The New Zealand shooter published a manifesto online. In it he attacked conservatives and liberals alike. He called himself an “eco-fascist” and “white supremacist.”

He wanted to stop the immigrants from “infiltrating” Western society and he was trying to create a race war. He knew that this shooting would cause a heated debate between the left and right in America, which he wanted.

He named political commentator and founder of the Brexit movement Candace Owens as an inspiration, which is contradictory on its face as Owens is an African-American woman, the complete opposite person a true white nationalist would support.

The shooter also mentioned President Donald Trump in his manifesto, basically saying that he admired him as a symbol of white purpose but hated him as a political leader. The shooter knew that by mentioning these people, the media would pick it up and it would create the exact divide he was intending.

The media fell for his trap and did exactly what he wanted. They ran story after story blaming Owens’ and Trump’s rhetoric for this incident. That is exactly what this piece of human debris was going for, and if our mainstream politicians, media members and public as a whole do not wake up, this will continue to happen.

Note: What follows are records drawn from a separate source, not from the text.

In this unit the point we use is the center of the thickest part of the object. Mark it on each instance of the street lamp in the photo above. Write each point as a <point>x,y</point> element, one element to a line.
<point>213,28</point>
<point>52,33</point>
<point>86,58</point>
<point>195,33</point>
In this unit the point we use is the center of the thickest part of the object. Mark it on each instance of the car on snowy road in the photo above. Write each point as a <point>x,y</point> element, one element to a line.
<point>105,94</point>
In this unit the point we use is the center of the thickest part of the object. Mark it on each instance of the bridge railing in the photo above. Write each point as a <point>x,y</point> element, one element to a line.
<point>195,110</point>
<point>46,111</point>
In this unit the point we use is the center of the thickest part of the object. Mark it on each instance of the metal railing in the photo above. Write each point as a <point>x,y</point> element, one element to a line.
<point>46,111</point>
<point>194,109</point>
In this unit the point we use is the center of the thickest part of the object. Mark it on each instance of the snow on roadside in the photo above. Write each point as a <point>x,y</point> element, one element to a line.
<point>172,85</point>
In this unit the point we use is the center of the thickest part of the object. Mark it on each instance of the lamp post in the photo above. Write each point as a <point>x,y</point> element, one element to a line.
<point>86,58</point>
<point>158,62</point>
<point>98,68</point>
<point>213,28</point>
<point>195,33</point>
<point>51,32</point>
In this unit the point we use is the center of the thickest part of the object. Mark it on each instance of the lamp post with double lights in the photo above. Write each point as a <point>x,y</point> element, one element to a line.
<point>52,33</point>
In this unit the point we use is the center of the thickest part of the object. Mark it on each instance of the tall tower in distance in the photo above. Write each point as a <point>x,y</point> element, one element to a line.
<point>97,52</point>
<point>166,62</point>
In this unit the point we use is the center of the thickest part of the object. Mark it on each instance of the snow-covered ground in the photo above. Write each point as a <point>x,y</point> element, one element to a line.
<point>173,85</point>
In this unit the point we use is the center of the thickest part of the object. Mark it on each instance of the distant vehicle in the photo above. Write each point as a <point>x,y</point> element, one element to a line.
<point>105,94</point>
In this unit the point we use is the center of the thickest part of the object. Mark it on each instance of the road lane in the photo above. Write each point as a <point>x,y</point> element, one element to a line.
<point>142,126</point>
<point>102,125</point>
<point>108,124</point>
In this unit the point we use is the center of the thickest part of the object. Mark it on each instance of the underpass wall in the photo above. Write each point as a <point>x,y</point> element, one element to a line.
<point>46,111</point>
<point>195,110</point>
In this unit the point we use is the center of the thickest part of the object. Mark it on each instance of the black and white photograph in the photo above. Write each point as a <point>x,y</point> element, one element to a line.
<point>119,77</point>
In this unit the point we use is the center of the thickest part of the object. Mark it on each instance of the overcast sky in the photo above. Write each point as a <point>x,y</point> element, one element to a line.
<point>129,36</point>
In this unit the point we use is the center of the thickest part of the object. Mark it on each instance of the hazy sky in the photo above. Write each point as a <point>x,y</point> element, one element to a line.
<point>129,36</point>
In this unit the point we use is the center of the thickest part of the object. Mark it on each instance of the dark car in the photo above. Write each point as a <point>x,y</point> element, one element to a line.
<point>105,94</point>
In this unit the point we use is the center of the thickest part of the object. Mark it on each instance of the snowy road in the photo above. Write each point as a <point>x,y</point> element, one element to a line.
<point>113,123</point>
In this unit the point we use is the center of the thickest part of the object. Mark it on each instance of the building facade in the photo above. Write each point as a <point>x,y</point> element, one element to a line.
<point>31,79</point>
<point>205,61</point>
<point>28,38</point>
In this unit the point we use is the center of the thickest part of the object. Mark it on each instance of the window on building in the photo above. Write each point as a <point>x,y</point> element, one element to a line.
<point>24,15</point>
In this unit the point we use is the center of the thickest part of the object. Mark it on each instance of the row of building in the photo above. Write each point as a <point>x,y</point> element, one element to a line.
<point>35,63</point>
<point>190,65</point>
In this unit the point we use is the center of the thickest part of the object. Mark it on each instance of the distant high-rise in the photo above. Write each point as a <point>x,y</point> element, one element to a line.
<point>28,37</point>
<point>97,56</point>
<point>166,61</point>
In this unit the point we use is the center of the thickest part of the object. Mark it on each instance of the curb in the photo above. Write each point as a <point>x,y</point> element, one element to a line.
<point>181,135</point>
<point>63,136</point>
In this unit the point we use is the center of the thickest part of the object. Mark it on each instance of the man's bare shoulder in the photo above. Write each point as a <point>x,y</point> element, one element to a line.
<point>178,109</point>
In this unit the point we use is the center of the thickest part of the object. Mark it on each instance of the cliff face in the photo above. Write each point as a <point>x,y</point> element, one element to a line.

It is time to stop the nonsense. Guns are not the problem. Extremism is the problem. In all facets of society, people are pulled into extremist ideologies, right and left alike. It is disgusting that when tragedy strikes we have to run to our respective sides and we have to argue and fight.

That is exactly what the terrorists that commit these heinous crimes want. They want division and divisiveness. They want to implant the seeds of hate in us all. Enough is enough. We have to come together as one, Democrat and Republican, natural-born citizen and immigrant, white and black, we are one people.

It is time for the adult in the room to intervene. It is time to condemn hatred and bigotry on all fronts, and it is time to live by the true creed of America. All men are created equal.